Part-time workers and the hard-core unemployed have almost tripled during Greece’s debt crisis despite a recent drop in the jobless rate, according to the largest labour union GSEE.
Hundreds of thousands of people have lost their jobs in Greece since it tumbled into crisis in 2010. With one in five now unemployed, others have lost almost a third of their incomes due to austerity measures and labour reforms agreed under three international bailouts.
Unemployment, at 21% in the second quarter, has decreased but it is still the highest in the eurozone. Unregistered work and part-time contract jobs have increased as businesses are desperate to cut costs.
About 267,000 workers are currently part time, compared to 99,000 in 2008; a year before the crisis broke out, the institute said. Apart from long-term unemployed, discouraged job seekers, who have given up on actively seeking work, the numbers have increased to 109,000 from 37,000 over the same period, it added.

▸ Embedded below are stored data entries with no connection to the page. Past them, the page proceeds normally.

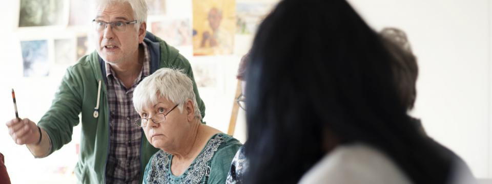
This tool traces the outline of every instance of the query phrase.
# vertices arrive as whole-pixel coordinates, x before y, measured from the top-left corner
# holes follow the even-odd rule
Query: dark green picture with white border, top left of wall
[[[68,13],[60,0],[20,0],[19,27],[66,25]]]

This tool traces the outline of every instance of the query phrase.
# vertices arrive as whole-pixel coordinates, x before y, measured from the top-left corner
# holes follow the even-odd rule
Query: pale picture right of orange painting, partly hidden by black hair
[[[237,3],[238,34],[255,34],[264,17],[273,9],[275,3]]]

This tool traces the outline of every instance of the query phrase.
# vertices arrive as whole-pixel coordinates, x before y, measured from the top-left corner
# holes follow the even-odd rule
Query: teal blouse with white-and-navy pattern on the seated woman
[[[234,137],[217,133],[208,141],[190,167],[175,176],[171,173],[173,155],[157,151],[149,160],[144,173],[146,183],[226,183],[232,158],[241,143]]]

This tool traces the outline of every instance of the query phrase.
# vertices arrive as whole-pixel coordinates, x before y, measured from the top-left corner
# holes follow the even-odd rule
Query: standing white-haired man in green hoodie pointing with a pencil
[[[193,81],[188,60],[165,41],[146,32],[145,0],[102,0],[93,26],[96,52],[68,68],[52,106],[36,125],[7,122],[16,144],[46,157],[71,141],[81,113],[80,156],[75,173],[83,183],[141,183],[143,169],[157,151],[134,125],[139,118],[132,97],[136,85],[158,68],[179,68]]]

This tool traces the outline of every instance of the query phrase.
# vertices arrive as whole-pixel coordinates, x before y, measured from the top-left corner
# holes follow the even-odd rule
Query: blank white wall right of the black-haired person
[[[420,69],[413,113],[477,177],[492,177],[489,1],[349,2],[374,29],[407,33]]]

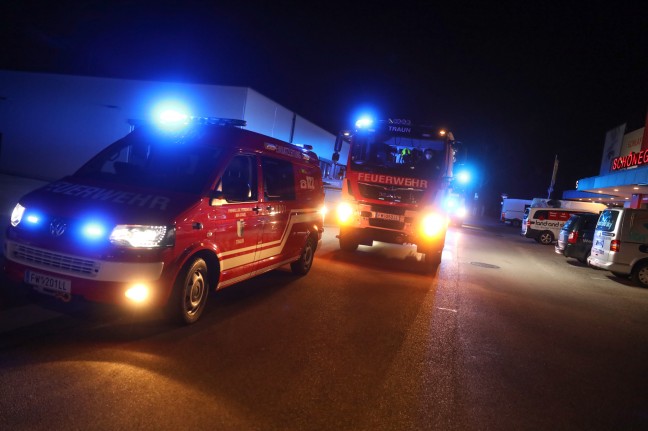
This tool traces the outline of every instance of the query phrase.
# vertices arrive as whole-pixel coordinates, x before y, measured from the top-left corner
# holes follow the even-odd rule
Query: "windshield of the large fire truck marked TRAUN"
[[[434,179],[445,171],[442,141],[356,135],[350,158],[351,169],[361,172]]]

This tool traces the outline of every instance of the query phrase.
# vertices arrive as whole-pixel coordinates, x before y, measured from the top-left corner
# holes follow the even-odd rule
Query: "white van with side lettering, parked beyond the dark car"
[[[533,238],[541,244],[552,244],[572,214],[584,212],[587,211],[545,207],[527,208],[524,212],[520,235]]]

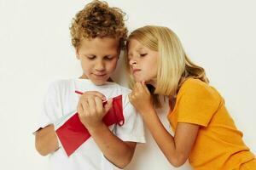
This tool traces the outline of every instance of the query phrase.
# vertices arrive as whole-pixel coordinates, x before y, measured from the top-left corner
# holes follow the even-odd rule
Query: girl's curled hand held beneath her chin
[[[144,82],[136,82],[131,94],[129,94],[129,99],[142,115],[154,110],[151,94]]]

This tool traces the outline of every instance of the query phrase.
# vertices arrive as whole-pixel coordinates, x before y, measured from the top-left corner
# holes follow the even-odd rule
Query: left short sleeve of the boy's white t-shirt
[[[58,98],[57,83],[50,84],[47,93],[44,96],[43,109],[38,114],[38,121],[34,129],[37,131],[39,128],[44,128],[49,124],[53,124],[58,115],[61,114],[61,101]]]

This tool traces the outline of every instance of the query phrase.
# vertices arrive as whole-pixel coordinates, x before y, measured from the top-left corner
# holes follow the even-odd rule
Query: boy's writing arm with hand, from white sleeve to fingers
[[[78,104],[79,119],[102,150],[103,155],[117,167],[123,168],[130,163],[136,143],[122,141],[102,122],[102,117],[111,107],[112,99],[103,106],[102,97],[84,93]]]

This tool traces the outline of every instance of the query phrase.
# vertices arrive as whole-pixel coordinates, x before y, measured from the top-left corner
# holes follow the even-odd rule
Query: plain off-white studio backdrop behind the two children
[[[79,77],[71,45],[71,20],[90,1],[0,0],[0,169],[48,169],[47,156],[34,148],[34,123],[44,94],[56,79]],[[207,71],[224,96],[243,139],[256,153],[256,3],[251,0],[109,0],[126,13],[129,31],[144,25],[168,26],[189,57]],[[126,86],[123,60],[113,79]],[[160,112],[165,117],[166,107]],[[170,126],[166,123],[166,128]],[[169,170],[146,129],[129,170]],[[206,153],[207,154],[207,153]],[[191,169],[188,163],[178,169]]]

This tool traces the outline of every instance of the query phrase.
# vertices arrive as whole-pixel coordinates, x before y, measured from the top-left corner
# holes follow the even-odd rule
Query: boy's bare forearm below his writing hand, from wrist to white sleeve
[[[114,165],[124,168],[130,163],[136,143],[122,141],[104,123],[98,127],[88,128],[88,130],[104,156]]]

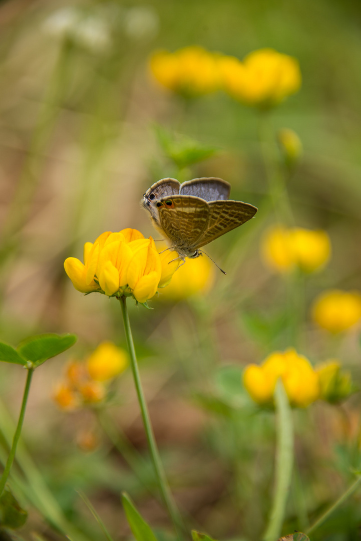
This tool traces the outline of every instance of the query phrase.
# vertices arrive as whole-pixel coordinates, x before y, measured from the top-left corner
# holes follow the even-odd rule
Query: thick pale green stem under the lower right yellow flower
[[[280,537],[292,477],[292,413],[281,380],[278,380],[276,386],[275,405],[277,415],[276,486],[269,524],[263,541],[276,541]]]

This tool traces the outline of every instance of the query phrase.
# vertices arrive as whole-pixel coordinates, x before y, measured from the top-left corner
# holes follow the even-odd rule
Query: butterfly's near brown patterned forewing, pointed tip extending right
[[[250,220],[257,212],[257,207],[243,201],[211,201],[207,227],[200,235],[195,248],[205,246],[212,240],[228,233]]]

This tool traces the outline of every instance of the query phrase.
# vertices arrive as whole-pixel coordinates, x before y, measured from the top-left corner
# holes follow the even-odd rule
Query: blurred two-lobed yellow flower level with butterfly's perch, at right
[[[289,272],[296,267],[314,272],[330,259],[331,241],[321,229],[273,227],[263,237],[261,254],[265,264],[278,272]]]

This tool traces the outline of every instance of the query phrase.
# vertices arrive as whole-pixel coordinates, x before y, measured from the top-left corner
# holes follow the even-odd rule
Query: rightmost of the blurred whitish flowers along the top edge
[[[129,8],[124,13],[124,32],[132,39],[150,39],[157,35],[159,17],[150,6]]]

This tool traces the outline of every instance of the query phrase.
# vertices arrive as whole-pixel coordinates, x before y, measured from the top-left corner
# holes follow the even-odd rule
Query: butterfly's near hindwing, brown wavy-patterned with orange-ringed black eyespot
[[[157,201],[156,208],[159,225],[173,245],[191,250],[207,227],[208,203],[200,197],[172,195]]]

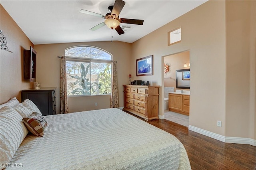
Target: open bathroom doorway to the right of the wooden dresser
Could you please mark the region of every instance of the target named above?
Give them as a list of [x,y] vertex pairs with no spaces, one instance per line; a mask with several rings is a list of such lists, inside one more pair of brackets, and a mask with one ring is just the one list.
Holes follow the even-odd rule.
[[[189,50],[164,56],[164,119],[188,127],[189,114],[184,114],[182,111],[175,111],[172,109],[172,111],[169,111],[169,93],[174,95],[185,95],[186,97],[190,95],[190,89],[176,88],[176,70],[183,69],[190,69]],[[188,84],[190,84],[190,78]],[[180,93],[181,90],[182,93]]]

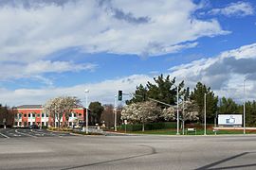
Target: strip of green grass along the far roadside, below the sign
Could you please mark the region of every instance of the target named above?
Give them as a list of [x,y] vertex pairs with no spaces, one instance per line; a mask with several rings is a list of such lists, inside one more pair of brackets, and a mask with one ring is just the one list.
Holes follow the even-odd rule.
[[[158,129],[158,130],[145,130],[143,131],[127,131],[127,133],[135,133],[135,134],[157,134],[157,135],[175,135],[176,129],[169,128],[169,129]],[[182,129],[179,131],[182,134]],[[243,130],[219,130],[216,132],[217,135],[219,134],[244,134]],[[247,134],[256,134],[256,131],[249,131],[247,130]],[[186,131],[185,131],[186,135]],[[194,132],[188,132],[188,135],[195,135]],[[197,129],[196,135],[204,135],[204,129]],[[207,135],[215,135],[215,132],[208,129]]]

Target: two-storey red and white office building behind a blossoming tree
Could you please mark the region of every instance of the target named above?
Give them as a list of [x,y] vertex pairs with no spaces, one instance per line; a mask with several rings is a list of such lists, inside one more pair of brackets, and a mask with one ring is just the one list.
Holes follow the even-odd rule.
[[[42,105],[22,105],[13,109],[14,127],[28,127],[30,125],[38,125],[39,127],[58,127],[58,120],[50,116],[48,112],[44,112]],[[79,122],[85,121],[86,110],[84,108],[76,108],[71,110],[68,119],[68,127],[79,125]],[[64,125],[65,117],[61,119],[61,127]]]

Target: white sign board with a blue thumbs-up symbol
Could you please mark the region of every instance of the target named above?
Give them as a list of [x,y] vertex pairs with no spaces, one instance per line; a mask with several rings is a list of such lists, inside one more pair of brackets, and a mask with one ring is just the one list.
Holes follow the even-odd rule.
[[221,126],[242,126],[242,114],[219,114],[218,125]]

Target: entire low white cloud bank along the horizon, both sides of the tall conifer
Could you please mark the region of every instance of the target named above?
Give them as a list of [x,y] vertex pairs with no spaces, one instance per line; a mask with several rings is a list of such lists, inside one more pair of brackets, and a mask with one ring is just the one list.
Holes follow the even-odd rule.
[[[255,65],[256,43],[253,43],[223,52],[215,58],[198,59],[189,64],[175,66],[170,69],[169,75],[176,76],[177,81],[185,80],[185,85],[192,89],[198,81],[201,81],[210,86],[217,95],[232,97],[241,102],[244,97],[243,80],[247,76],[247,99],[256,99]],[[47,99],[58,95],[75,95],[84,103],[85,89],[90,90],[90,101],[113,103],[114,95],[119,90],[123,93],[133,93],[137,85],[145,85],[147,81],[153,81],[153,76],[133,75],[65,88],[17,89],[14,91],[0,89],[0,103],[7,103],[9,106],[44,104]]]

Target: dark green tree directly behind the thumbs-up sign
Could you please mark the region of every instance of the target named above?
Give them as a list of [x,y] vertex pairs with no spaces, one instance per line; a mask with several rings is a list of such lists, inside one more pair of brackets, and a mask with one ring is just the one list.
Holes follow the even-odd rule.
[[231,99],[222,97],[220,101],[220,113],[238,113],[238,105]]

More than 645,000 jobs were lost in agriculture, manufacturing, construction and the retail sector during the crisis, it said. A small rise in employment is currently registered in the sectors of energy, tourism and administration.
With an increase in flexible forms of work, about 48% of jobs created in the first seven months of the year were part-time, GSEE said, adding that the average monthly salary of part-time workers is 397 euros.